Ali Shamkhani, segretario del Consiglio per la Sicurezza nazionale con un passato poco moderato temperato in questi anni dal sodalizio con il team Rohani, ha detto che le incarcerazioni sono una vendetta contro il presidente (le legislative sono alle porte e i falchi vogliono evitare che un trionfo dia a Rohani o a Javad Zarif la volata per le prossime presidenziali), ma la spiegazione non consola i “facilitatori”, poeti, giornalisti e uomini d’affari finiti a far da pedine in una partita più grande di loro. Rohani ha criticato gli arresti con un discorso dall’asprezza inconsueta ma i suoi rivali sono riusciti comunque a dimostrare la sua debolezza, il presidente non si era presentato agli iraniani come un campione dei diritti umani, ma si era annoverato come un garante dello stato di diritto che avrebbe moderato l’arbitrarietà della vita in Iran. Il simbolo della sua campagna elettorale nel 2013 era una chiave, eppure le porte della prigione di Evin seguitano ad aprirsi in entrata piuttosto che in uscita e Rohani non riesce nemmeno a proteggere i suoi supporter. Gli “infiltrati” appartengono a due categorie: le minacce culturali – poeti, attori, intellettuali, giornalisti – e le minacce economiche ossia i facilitatori occidentali.

 

Durante il suo ultimo viaggio a New York per partecipare all’Assemblea generale delle Nazioni Unite, Rohani ha incontrato ceo di società americane ed esponenti della diaspora iraniana negli Stati Uniti.
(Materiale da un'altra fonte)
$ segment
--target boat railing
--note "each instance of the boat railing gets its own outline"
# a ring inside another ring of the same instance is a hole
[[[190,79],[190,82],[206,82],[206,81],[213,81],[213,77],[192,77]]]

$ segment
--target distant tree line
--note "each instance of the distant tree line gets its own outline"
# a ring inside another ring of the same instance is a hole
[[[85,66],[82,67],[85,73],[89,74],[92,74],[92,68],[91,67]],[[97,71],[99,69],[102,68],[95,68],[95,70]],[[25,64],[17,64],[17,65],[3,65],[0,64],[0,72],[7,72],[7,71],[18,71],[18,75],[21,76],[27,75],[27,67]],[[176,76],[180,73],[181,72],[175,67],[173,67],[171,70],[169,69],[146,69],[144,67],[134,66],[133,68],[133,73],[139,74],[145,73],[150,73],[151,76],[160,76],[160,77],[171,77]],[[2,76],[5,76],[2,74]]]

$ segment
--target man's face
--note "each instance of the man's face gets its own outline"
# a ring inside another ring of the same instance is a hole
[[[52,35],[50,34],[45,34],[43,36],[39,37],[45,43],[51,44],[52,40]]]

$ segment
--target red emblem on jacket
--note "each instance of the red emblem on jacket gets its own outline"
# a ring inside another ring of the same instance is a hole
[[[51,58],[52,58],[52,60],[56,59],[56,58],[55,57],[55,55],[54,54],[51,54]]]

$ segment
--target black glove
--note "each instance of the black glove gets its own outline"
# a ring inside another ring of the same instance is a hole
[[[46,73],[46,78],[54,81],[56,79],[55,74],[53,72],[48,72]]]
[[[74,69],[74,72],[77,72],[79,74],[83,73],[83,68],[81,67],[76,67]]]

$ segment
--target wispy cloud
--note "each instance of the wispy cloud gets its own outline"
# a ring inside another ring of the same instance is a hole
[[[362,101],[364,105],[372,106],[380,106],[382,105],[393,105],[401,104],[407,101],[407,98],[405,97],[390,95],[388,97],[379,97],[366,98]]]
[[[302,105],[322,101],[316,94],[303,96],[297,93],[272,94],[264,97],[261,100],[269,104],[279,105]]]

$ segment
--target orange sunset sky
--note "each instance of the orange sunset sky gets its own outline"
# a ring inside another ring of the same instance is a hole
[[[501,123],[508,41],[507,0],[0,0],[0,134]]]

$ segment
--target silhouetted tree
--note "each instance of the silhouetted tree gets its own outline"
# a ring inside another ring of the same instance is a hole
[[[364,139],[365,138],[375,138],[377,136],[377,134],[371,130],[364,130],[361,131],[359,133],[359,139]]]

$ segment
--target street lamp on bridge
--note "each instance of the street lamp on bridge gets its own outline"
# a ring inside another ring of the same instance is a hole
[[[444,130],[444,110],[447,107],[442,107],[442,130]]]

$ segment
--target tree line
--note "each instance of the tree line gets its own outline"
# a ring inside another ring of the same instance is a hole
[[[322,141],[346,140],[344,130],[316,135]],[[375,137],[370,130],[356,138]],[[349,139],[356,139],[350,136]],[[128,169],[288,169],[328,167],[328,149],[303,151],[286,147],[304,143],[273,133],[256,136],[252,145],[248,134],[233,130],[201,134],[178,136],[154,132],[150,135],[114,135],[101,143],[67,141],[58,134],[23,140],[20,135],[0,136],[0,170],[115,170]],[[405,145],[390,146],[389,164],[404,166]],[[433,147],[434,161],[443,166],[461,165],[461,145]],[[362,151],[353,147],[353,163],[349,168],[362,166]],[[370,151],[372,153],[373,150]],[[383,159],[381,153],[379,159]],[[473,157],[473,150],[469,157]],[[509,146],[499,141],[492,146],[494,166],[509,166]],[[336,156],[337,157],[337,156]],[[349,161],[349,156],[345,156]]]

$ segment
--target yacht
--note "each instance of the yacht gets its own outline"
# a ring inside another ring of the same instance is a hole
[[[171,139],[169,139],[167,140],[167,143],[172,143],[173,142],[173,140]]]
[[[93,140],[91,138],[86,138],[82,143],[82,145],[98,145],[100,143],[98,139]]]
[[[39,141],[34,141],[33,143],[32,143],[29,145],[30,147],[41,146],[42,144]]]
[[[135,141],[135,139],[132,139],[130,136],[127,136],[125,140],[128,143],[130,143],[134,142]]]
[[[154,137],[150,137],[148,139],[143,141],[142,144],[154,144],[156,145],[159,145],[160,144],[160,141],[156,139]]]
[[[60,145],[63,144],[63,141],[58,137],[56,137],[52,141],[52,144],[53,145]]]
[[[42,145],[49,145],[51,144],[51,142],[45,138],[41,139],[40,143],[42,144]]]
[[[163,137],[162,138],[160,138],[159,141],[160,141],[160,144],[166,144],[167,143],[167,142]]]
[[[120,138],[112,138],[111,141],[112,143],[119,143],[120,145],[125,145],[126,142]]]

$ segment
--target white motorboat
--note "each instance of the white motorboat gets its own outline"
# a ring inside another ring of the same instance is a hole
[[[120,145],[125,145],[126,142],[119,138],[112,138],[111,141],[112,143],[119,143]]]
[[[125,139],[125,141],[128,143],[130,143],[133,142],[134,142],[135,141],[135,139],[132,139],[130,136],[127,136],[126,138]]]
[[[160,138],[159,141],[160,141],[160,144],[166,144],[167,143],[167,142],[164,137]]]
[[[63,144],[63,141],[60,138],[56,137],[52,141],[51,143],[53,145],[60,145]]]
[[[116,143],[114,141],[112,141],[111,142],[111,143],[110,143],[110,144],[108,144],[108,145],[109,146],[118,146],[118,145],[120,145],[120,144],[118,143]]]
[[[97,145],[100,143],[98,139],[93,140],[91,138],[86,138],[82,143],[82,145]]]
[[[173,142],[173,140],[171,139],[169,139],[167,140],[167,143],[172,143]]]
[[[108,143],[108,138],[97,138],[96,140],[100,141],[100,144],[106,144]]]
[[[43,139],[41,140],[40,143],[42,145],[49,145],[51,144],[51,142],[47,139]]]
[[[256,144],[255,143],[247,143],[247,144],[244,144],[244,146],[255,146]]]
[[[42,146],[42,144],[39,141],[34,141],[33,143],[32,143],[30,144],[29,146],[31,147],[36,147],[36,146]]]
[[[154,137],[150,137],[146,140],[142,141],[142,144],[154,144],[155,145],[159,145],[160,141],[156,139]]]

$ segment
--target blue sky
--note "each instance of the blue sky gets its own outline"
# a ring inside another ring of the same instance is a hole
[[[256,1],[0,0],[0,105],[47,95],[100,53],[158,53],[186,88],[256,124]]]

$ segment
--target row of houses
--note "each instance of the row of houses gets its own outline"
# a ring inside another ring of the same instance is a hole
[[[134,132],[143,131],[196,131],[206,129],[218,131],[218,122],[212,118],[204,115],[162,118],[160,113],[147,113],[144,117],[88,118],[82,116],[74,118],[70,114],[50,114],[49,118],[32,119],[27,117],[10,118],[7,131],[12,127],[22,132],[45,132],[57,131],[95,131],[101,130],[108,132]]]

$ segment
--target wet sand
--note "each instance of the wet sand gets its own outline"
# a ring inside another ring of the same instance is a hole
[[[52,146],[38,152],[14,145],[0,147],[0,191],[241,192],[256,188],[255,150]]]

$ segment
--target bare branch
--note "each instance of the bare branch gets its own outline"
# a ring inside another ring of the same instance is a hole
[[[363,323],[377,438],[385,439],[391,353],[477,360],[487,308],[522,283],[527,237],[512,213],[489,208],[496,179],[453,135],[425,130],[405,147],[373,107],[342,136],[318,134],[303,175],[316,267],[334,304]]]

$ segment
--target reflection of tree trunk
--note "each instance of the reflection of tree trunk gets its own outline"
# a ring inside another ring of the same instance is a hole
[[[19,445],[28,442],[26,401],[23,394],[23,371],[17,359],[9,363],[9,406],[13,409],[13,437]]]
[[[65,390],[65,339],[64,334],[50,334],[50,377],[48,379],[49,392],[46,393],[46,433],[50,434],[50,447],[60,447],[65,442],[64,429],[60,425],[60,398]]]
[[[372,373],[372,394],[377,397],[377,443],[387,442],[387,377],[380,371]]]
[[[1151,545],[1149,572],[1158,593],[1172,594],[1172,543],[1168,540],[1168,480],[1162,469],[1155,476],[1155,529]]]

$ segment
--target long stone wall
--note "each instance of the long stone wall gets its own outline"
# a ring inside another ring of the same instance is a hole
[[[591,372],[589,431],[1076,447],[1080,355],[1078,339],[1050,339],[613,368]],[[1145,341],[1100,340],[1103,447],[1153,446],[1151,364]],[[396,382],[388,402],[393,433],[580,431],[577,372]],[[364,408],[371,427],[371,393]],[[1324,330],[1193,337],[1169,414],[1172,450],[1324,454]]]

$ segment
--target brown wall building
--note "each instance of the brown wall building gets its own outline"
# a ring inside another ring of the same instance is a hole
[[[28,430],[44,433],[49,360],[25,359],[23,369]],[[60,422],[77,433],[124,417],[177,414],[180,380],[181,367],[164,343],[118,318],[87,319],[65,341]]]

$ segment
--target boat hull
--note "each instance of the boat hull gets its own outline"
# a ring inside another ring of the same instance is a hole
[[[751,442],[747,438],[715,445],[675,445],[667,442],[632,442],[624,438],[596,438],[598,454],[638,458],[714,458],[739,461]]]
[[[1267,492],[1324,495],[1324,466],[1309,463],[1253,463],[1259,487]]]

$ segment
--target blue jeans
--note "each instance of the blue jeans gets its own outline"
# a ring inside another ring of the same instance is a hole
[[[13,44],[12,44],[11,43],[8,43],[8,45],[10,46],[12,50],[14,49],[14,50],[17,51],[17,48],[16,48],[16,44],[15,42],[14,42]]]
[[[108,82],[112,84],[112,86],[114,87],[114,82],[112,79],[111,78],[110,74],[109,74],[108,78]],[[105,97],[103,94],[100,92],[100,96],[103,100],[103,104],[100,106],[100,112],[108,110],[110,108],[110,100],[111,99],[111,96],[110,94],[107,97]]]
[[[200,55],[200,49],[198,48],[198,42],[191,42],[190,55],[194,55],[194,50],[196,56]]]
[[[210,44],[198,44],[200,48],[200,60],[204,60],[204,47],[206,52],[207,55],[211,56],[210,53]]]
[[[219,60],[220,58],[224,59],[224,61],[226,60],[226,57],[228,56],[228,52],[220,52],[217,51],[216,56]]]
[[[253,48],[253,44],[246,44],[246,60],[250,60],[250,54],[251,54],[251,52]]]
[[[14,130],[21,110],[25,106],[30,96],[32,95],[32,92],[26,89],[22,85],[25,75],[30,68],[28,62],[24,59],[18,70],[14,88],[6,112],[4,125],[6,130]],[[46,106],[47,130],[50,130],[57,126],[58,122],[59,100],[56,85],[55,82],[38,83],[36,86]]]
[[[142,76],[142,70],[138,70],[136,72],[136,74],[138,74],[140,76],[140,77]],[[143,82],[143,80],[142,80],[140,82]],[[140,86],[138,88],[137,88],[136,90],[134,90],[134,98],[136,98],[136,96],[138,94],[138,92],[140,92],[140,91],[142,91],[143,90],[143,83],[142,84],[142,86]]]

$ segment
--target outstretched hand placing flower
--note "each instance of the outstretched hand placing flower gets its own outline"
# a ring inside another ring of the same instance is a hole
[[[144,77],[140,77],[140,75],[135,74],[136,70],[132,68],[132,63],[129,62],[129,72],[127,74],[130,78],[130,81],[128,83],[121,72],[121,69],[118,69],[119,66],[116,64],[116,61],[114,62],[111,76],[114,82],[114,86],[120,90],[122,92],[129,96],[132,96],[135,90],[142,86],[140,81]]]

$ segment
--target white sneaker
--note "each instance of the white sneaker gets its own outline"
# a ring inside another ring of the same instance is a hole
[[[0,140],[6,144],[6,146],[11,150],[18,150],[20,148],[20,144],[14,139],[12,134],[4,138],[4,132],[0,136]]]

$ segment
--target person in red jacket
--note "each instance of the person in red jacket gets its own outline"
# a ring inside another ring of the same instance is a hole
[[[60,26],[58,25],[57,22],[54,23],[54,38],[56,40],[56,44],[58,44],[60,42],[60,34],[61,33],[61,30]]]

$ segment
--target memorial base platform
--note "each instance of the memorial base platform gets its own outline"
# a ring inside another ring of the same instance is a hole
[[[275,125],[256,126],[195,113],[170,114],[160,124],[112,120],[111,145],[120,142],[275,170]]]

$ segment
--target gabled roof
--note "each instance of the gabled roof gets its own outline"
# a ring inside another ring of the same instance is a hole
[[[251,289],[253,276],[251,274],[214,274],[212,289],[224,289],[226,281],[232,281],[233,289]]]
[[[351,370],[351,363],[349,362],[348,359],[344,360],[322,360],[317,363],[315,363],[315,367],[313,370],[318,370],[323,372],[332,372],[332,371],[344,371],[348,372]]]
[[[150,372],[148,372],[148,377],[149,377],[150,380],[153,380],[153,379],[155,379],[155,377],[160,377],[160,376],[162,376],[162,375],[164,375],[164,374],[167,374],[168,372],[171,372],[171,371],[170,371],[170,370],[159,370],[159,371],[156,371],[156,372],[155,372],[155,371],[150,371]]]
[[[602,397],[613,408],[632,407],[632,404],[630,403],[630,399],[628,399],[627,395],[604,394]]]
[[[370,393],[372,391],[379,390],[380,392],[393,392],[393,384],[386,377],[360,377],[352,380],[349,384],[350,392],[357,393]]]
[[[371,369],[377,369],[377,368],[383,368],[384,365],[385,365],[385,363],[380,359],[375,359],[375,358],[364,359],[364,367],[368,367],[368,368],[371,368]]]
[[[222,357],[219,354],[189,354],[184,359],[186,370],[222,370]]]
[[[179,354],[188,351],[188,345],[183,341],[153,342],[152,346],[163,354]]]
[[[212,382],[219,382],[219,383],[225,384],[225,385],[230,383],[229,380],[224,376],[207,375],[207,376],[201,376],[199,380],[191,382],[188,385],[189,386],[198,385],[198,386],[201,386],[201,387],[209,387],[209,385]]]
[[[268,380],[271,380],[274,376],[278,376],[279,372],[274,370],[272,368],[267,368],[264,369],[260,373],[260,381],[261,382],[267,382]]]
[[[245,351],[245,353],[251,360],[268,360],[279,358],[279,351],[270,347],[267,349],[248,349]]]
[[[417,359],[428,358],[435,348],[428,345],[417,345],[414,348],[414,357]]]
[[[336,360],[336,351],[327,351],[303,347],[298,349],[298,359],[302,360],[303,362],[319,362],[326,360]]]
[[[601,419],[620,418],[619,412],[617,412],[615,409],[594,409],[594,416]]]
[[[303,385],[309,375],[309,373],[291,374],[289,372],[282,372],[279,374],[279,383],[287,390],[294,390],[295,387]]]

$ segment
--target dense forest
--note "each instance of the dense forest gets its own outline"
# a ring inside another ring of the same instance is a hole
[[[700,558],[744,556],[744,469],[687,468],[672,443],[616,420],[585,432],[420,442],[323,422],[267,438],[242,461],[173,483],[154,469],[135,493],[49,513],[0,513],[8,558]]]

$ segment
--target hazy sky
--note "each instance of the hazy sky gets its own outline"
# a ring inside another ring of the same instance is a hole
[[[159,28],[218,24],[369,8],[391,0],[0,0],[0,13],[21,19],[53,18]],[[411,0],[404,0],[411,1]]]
Secondo il Wall Street Journal durante uno di questi incontri fu chiesto al presidente iraniano se avrebbe potuto garantire la sicurezza dei businessman iraniani-americani anche in patria. Il presidente li rincuorò dicendo che l’Iran è un paese sicuro, in fondo milioni di iraniani vanno e vengono e solo poche persone vengono arrestate. Così nel dilemma tra scegliere di non investire nel deal finché tutti i problemi non fossero stati risolti e provarci un passo alla volta, molti iraniani-americani ci hanno creduto. Ma in Iran anche i piccoli passi possono essere fatali: a metà ottobre è stato arrestato Siamak Namazi, manager dell’ufficio strategico della Crescent Oil, da sempre fautore delll’engagement Usa-Iran e ritenuto vicino al clan di Hashemi Rafsanjani, e lungo la schiena degli iraniani-americani sono corsi brividi lunghi perché chiunque di loro è tacciabile di essere un cavallo di Troia del Grande Satana occidentale (ne sa qualcosa Jason Rezaian corrispondente del Washington Post in carcere in Iran da 16 mesi accusato di spionaggio) .

 

[**Video_box_2**]Lo ha raccontato sul New York Times l’ex corrispondente di Time a Teheran Azadeh Moaveni: un supervisore dell’intelligence la convoca per lamentarsi dei suoi articoli in cui descrive iraniani troppo a loro agio con i costumi occidentali. Lei risponde esasperata: “La maggior parte degli americani immagina che l’Iran sia una nazione di sequestratori antisemiti che vivono sotto la sharia. Sapere che qualcuno va anche a sciare, ci fa sembrare più umani”. Poche settimane dopo la reporter del Nyt, Nazila Fathi fu costretta a fare le valigie dalla sera alla mattina avvertita che i cecchini avevano la sua foto ed erano pronti a spararle. Era il 2009 ma nell’Iran pragmatico di Rohani nessuno è ancora al sicuro.